Hello,
I would like to understand how the Performance Monitoring Unit (PMU) behaves during context switches on the GPU.
For example, if task A is running and PMU_Counter1 reaches a value of 56, then the scheduler removes task A and switches to task B. When task B begins execution, what happens to the value of PMU_Counter1? Does it reset to 0, isolating task B from task A, or does it retain the previous value of 56 from task A, since both tasks are using the same partition?
In other words, how do context switches impact the Performance Monitor Counters on the MALI G78AE GPU? Are the counters specific to each task, or do they reflect the partition's activity regardless of which task is running?
Thank you,Luca
Hi Luca, GPU counters represent the global workload for a single partition, so include all running contexts.
The counter sampling is virtualized in the kernel driver, so you can have multiple sampling processes and they will see correct values relative to their own samples. One process sampling won't zero the counters for other processes.
Kind regards, Pete
Hi Peter,
Thanks for replying me.
If I understand correctly, you have counters representing the partition that can be separated for each of the processes running on the partition afterwards.
In this case, when the new context comes into the partition, the counters represent the values from the previous process which was running on the partition.

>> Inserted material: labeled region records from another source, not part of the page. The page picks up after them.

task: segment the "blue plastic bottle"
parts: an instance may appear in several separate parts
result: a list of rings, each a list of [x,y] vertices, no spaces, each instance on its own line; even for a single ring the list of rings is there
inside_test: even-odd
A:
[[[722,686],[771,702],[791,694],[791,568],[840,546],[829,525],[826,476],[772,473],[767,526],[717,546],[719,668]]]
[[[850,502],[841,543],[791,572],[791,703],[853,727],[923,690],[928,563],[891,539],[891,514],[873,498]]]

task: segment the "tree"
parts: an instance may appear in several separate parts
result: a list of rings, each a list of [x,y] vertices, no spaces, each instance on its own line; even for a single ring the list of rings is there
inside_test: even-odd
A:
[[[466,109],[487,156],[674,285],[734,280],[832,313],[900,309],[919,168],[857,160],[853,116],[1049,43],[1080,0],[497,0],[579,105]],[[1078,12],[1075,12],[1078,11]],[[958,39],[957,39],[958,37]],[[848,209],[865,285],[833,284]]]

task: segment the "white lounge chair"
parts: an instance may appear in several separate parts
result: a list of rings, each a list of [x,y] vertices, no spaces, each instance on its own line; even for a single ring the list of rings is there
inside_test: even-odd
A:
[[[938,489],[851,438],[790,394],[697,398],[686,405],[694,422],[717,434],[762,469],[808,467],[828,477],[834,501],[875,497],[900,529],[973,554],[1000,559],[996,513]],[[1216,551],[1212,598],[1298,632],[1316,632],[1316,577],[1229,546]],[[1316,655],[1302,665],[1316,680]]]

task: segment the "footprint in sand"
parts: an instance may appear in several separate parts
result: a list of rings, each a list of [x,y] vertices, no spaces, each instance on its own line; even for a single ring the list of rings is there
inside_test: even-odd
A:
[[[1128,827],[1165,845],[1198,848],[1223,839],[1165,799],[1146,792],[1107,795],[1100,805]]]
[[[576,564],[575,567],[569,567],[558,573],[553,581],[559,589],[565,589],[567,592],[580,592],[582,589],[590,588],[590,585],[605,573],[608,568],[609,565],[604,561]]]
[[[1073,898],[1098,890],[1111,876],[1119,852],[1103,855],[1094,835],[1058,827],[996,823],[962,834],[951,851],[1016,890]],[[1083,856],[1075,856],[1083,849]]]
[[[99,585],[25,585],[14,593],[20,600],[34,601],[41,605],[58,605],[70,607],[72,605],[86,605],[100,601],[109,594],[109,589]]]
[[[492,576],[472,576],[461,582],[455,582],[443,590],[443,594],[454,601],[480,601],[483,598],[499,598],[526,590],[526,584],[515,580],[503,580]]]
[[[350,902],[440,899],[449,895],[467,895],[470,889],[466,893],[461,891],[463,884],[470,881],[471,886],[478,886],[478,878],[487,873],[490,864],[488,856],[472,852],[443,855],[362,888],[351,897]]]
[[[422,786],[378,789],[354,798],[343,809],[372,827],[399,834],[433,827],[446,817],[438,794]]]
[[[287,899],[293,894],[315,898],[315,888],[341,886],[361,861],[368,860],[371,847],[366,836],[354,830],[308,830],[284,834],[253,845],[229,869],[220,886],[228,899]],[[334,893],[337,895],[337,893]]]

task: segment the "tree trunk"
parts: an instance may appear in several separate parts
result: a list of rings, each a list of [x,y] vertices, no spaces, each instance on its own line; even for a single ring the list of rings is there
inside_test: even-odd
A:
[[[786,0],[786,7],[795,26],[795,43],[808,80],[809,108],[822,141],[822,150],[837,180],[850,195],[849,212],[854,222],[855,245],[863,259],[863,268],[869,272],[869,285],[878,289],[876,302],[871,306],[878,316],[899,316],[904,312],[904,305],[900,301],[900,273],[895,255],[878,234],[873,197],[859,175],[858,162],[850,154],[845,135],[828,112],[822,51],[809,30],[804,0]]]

How can the counters be isolated for each of the processes based on their sampling? Is the kernel responsible for this task or is it something that Arm Streamline does, for instance? Can we access these sampled values somehow (not necessarily with Arm Streamline)?
Kind regards, Luca
You have counters representing the partition that can be separated for each of the processes running on the partition afterwards.

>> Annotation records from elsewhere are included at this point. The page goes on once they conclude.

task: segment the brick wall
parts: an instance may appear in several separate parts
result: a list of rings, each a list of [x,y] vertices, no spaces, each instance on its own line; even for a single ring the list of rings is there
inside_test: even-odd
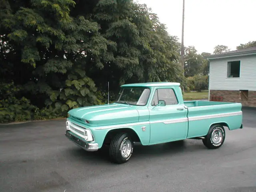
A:
[[[228,90],[211,90],[210,100],[212,96],[223,97],[223,102],[234,102],[242,103],[243,106],[256,107],[256,91],[249,91],[248,100],[242,100],[241,99],[240,91]]]

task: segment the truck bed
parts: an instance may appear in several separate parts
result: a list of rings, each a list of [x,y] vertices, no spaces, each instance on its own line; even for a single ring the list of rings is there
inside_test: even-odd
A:
[[[227,104],[232,104],[234,103],[200,100],[184,102],[184,104],[188,107],[199,107],[201,106],[209,106],[210,105],[224,105]]]
[[[208,129],[216,123],[228,126],[230,130],[241,126],[242,104],[238,103],[191,101],[184,102],[188,107],[188,138],[206,135]]]

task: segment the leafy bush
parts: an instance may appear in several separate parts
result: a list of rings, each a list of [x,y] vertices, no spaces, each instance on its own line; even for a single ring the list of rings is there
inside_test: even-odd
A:
[[[20,89],[13,82],[0,83],[0,122],[31,119],[34,106],[25,97],[15,96]]]

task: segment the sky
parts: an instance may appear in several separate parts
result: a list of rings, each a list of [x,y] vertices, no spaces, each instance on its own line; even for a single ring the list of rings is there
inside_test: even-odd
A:
[[[181,42],[182,0],[134,0],[146,4]],[[212,53],[218,45],[235,50],[256,40],[256,0],[185,0],[184,44],[198,53]]]

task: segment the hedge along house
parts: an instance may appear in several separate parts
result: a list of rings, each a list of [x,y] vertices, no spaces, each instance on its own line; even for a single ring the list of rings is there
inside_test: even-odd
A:
[[[204,58],[210,61],[209,100],[256,107],[256,47]]]

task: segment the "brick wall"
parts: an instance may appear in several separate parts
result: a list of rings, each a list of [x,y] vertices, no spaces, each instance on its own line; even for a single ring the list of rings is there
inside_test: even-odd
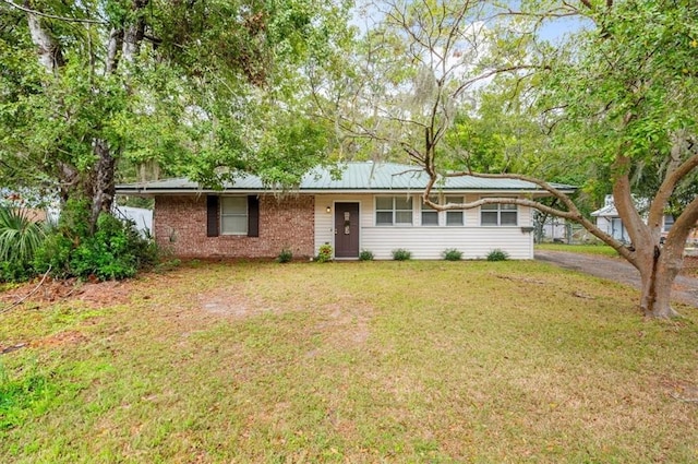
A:
[[[206,195],[155,199],[154,230],[160,247],[181,258],[273,258],[289,248],[312,257],[315,199],[260,195],[260,236],[206,237]]]

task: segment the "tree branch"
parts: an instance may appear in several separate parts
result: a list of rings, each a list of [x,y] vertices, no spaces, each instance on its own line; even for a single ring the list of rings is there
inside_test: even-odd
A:
[[[41,17],[47,17],[49,20],[59,20],[59,21],[65,21],[69,23],[86,23],[86,24],[108,24],[106,21],[101,21],[101,20],[88,20],[88,19],[83,19],[83,17],[67,17],[67,16],[57,16],[55,14],[48,14],[48,13],[43,13],[40,11],[37,10],[32,10],[31,8],[26,8],[26,7],[22,7],[20,4],[13,3],[10,0],[0,0],[7,4],[9,4],[12,8],[15,8],[20,11],[24,11],[25,13],[29,13],[29,14],[35,14],[37,16],[41,16]]]

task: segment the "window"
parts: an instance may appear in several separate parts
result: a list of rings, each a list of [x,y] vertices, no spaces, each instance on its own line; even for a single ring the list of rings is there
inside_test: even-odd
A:
[[[375,199],[376,226],[412,225],[412,199],[377,197]]]
[[[462,197],[446,197],[446,203],[462,203]],[[446,225],[462,226],[462,211],[447,211]]]
[[[433,203],[438,203],[437,197],[429,198]],[[437,226],[438,225],[438,211],[422,203],[422,225],[423,226]]]
[[[224,235],[248,234],[248,198],[220,198],[220,233]]]
[[[483,204],[480,206],[480,225],[516,226],[518,206],[515,204]]]

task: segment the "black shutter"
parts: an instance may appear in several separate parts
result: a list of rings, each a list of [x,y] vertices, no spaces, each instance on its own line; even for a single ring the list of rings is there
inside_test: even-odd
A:
[[[218,197],[206,197],[206,237],[218,237]]]
[[[260,199],[248,197],[248,237],[260,236]]]

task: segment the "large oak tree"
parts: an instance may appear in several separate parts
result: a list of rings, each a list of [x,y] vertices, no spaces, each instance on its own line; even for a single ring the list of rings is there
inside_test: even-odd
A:
[[[341,40],[345,11],[324,0],[3,0],[0,179],[86,200],[93,226],[119,168],[292,183],[327,145],[298,92],[301,67]]]

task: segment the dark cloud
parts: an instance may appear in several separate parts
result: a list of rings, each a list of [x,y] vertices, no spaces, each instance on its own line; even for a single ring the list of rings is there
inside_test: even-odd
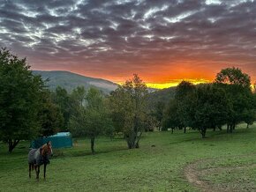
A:
[[[124,69],[152,74],[205,63],[241,66],[256,76],[254,0],[0,3],[0,46],[26,56],[34,69],[119,71],[121,78]]]

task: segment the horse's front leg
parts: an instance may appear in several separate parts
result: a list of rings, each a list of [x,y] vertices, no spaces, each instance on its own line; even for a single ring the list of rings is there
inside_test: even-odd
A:
[[[43,178],[44,178],[44,179],[45,179],[45,173],[46,173],[46,166],[47,166],[47,164],[44,163],[44,164],[43,164]]]
[[[28,176],[29,176],[29,178],[31,178],[31,166],[32,166],[32,165],[29,163],[28,164]]]

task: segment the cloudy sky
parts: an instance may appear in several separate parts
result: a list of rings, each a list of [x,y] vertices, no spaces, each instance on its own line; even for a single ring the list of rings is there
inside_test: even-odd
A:
[[[33,70],[120,82],[256,80],[254,0],[0,0],[0,47]]]

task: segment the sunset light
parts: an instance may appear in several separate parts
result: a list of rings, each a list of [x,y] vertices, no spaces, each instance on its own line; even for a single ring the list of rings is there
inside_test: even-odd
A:
[[[238,67],[256,81],[256,3],[202,1],[4,1],[0,45],[32,70],[67,70],[150,87],[211,82]]]

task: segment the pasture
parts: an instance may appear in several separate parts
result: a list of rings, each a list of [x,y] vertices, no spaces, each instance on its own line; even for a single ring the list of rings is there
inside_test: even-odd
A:
[[[256,126],[233,134],[208,130],[143,133],[140,148],[100,137],[95,155],[87,139],[54,157],[36,181],[28,178],[28,142],[11,154],[0,143],[0,191],[256,191]],[[152,145],[155,145],[154,147]]]

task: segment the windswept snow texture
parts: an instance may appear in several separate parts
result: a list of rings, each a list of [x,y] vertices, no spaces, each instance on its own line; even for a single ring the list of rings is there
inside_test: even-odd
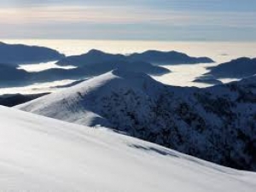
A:
[[[195,64],[214,62],[207,57],[191,57],[177,51],[148,50],[143,53],[135,53],[129,55],[121,54],[108,54],[101,50],[91,49],[81,55],[66,57],[56,64],[60,66],[86,66],[106,61],[122,61],[126,62],[144,61],[159,65]]]
[[[63,59],[56,50],[25,44],[7,44],[0,42],[0,63],[29,64]]]
[[[256,171],[256,77],[199,89],[116,70],[17,108]]]
[[[1,191],[254,192],[255,173],[0,107]]]
[[[242,57],[207,69],[210,72],[206,75],[223,79],[242,79],[256,74],[256,58]]]

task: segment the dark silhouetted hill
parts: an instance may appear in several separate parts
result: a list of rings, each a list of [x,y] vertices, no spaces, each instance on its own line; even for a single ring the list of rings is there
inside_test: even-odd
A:
[[[30,64],[59,61],[65,57],[58,51],[39,46],[0,43],[0,62]]]

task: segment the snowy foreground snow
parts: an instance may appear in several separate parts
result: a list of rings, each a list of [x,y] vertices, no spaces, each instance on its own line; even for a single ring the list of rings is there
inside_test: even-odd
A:
[[[250,192],[256,174],[0,107],[1,191]]]
[[[256,171],[256,77],[207,89],[114,70],[15,108]]]

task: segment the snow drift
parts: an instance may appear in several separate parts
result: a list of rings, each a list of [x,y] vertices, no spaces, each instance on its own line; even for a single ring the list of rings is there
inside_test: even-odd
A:
[[[256,77],[207,89],[116,70],[17,108],[256,171]]]
[[[2,191],[255,191],[256,175],[0,107]]]

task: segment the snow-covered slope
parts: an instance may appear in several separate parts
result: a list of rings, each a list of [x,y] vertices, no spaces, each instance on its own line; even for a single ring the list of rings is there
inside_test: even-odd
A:
[[[256,77],[207,89],[113,71],[17,108],[118,130],[201,159],[256,171]]]
[[[1,191],[253,192],[256,174],[0,107]]]

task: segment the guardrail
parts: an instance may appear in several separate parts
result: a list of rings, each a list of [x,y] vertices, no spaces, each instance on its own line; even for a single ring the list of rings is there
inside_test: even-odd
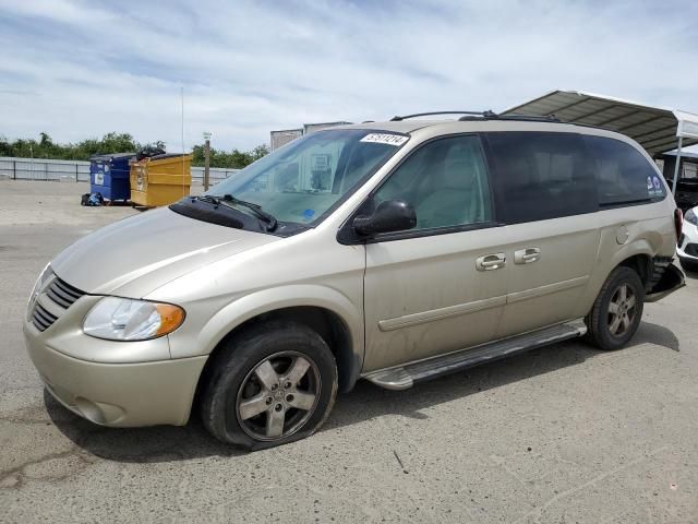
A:
[[[209,172],[210,184],[225,180],[239,170],[212,167]],[[0,156],[0,179],[2,178],[89,182],[89,162]],[[192,181],[203,183],[203,167],[192,167]]]

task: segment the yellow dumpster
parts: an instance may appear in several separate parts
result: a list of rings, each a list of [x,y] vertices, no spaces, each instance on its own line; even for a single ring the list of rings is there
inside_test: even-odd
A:
[[[131,202],[155,207],[177,202],[192,184],[192,155],[157,155],[131,163]]]

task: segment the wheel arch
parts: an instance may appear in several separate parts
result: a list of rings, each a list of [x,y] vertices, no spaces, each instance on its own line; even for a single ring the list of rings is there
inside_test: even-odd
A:
[[[242,297],[210,319],[200,335],[208,344],[208,359],[198,379],[196,396],[216,361],[214,357],[226,343],[243,330],[268,321],[297,322],[318,333],[335,356],[339,391],[353,388],[363,366],[362,312],[334,289],[293,285]]]

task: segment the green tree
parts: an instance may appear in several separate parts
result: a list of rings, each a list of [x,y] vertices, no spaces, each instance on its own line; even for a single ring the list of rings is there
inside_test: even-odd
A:
[[[144,146],[156,146],[165,148],[165,142],[157,140],[149,144],[140,144],[129,133],[107,133],[101,139],[86,139],[75,144],[57,144],[51,136],[39,133],[39,140],[17,139],[10,142],[7,138],[0,136],[0,156],[16,156],[20,158],[56,158],[62,160],[88,160],[94,155],[106,155],[109,153],[131,153],[137,152]],[[222,167],[241,169],[249,166],[254,160],[262,158],[269,152],[265,144],[257,145],[252,151],[240,151],[238,148],[226,152],[224,150],[210,150],[210,167]],[[193,165],[204,165],[204,146],[193,147]]]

The counters represent the partition. There is no ability to separate afterwards - counters are global and within a partition workloads from different processes can overlap and run concurrently so there is no ability to attribute counters to a single application process.
EDIT: Software could (in theory) enforce this, e.g. by running workloads serially and sampling between workloads, but this isn't a standard system policy as it impacts performance.